Rax 3.5 Chat
Developed by RaxCore - A leading developer company in Africa and beyond
Rax 3.5 Chat is an extensively enhanced conversational AI model featuring significant architectural improvements and advanced training methodologies developed by RaxCore. Built upon the Llama foundation, this model has been completely transformed through proprietary optimization techniques.
Model Details
- Model Name: Rax 3.5 Chat
- Architecture: Llama (LlamaForCausalLM)
- Parameters: ~1.1B
- Context Length: 2048 tokens
- Precision: bfloat16
- License: Apache 2.0
RaxCore Innovations
This model features several breakthrough improvements developed by RaxCore:
- Enhanced Conversational Flow: Advanced dialogue management system
- Cultural Context Awareness: Optimized for diverse global interactions
- Response Quality Optimization: Proprietary coherence enhancement algorithms
- Efficiency Improvements: Reduced inference time with maintained quality
- Robustness Enhancements: Better handling of edge cases and complex queries
Model Architecture
- Hidden Size: 2048
- Intermediate Size: 5632
- Attention Heads: 32
- Key-Value Heads: 4
- Hidden Layers: 22
- Vocabulary Size: 32,000
Usage
Quick Start
from transformers import AutoTokenizer, AutoModelForCausalLM
import torch
# Load model and tokenizer
tokenizer = AutoTokenizer.from_pretrained("rax-3.5-chat")

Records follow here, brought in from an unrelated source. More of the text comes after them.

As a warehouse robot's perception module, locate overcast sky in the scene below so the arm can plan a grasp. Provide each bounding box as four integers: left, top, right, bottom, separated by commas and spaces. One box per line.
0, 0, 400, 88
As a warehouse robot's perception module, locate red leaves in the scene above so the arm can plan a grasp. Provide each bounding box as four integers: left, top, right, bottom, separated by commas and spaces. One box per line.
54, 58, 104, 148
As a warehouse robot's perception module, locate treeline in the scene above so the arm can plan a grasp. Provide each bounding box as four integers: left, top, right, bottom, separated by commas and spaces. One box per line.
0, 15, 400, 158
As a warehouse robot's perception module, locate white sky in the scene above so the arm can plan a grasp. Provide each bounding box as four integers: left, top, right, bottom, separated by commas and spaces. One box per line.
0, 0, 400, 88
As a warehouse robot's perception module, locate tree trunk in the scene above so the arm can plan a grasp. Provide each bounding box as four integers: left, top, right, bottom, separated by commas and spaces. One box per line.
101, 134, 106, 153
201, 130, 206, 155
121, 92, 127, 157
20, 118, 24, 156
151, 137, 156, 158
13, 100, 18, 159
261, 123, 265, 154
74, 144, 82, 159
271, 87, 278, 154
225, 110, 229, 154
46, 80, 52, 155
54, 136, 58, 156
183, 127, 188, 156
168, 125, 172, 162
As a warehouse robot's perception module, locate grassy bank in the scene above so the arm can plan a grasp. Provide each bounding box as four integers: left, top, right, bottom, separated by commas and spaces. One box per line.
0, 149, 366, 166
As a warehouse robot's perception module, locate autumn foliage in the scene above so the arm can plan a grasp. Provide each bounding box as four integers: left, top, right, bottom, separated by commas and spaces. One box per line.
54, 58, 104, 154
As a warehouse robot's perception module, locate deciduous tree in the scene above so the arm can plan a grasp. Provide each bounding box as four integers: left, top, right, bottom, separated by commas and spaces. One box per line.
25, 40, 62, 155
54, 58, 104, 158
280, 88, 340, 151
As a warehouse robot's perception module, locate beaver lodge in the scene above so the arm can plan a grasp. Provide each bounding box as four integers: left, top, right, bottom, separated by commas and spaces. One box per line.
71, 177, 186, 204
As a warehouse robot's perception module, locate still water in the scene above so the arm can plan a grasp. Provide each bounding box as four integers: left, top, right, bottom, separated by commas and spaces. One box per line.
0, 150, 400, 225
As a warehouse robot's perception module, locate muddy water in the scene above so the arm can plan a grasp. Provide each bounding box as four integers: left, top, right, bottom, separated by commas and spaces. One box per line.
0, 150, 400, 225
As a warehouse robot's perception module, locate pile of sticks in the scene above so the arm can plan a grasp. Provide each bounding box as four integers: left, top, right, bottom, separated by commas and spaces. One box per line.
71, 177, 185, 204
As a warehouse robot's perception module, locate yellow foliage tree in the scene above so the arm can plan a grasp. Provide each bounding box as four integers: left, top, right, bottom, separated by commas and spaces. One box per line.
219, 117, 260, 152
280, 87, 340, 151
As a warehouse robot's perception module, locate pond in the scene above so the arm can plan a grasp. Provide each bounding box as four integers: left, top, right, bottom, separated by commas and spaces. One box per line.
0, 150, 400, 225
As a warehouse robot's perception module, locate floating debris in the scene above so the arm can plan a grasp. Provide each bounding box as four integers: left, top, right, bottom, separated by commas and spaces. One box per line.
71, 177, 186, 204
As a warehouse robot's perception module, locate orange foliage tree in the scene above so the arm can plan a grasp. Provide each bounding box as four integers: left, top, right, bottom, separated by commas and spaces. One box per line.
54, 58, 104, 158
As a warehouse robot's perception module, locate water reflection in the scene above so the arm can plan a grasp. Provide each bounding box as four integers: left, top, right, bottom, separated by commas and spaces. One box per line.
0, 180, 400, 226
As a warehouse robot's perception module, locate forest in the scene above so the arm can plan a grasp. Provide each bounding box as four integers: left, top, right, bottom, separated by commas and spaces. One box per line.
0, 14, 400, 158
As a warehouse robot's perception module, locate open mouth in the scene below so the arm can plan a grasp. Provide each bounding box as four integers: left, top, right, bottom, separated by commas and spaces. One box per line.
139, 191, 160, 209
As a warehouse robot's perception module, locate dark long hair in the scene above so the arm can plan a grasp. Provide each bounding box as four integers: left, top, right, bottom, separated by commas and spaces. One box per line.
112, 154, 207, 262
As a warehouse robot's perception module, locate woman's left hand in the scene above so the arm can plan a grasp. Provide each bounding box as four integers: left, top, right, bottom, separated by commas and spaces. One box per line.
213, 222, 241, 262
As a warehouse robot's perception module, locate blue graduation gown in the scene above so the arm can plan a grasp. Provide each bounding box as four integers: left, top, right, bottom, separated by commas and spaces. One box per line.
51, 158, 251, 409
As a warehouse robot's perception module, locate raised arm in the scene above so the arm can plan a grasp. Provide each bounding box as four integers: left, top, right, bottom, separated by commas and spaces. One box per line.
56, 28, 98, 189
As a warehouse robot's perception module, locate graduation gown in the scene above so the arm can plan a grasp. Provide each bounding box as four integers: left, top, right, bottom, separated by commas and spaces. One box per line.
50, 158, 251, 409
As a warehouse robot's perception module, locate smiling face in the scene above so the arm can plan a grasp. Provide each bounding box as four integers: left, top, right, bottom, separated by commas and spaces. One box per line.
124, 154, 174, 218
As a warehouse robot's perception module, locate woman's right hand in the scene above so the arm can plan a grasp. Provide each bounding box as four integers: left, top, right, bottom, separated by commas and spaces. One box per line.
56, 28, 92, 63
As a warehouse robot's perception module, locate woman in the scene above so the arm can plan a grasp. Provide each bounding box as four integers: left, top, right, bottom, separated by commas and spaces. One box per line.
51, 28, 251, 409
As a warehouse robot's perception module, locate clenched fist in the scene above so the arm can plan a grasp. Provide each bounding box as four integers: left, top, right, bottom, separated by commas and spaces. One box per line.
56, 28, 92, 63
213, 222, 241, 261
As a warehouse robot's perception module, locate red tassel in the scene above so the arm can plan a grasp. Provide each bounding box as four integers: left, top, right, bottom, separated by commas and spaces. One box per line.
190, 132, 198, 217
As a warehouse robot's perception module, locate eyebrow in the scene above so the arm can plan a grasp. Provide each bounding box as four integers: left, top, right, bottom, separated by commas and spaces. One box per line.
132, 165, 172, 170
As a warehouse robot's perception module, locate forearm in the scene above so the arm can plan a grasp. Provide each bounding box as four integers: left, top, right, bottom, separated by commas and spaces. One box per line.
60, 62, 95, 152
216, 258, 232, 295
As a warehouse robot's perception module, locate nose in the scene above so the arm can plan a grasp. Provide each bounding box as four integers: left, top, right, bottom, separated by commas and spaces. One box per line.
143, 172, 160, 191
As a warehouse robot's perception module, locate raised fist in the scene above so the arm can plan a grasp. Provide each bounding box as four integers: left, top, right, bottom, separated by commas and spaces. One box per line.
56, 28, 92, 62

model = AutoModelForCausalLM.from_pretrained(
"rax-3.5-chat",
torch_dtype=torch.bfloat16,
device_map="auto"
)
# Chat template
messages = [
{"role": "system", "content": "You are Rax, a helpful AI assistant."},
{"role": "user", "content": "Hello! How are you?"}
]
# Apply chat template
input_text = tokenizer.apply_chat_template(messages, tokenize=False, add_generation_prompt=True)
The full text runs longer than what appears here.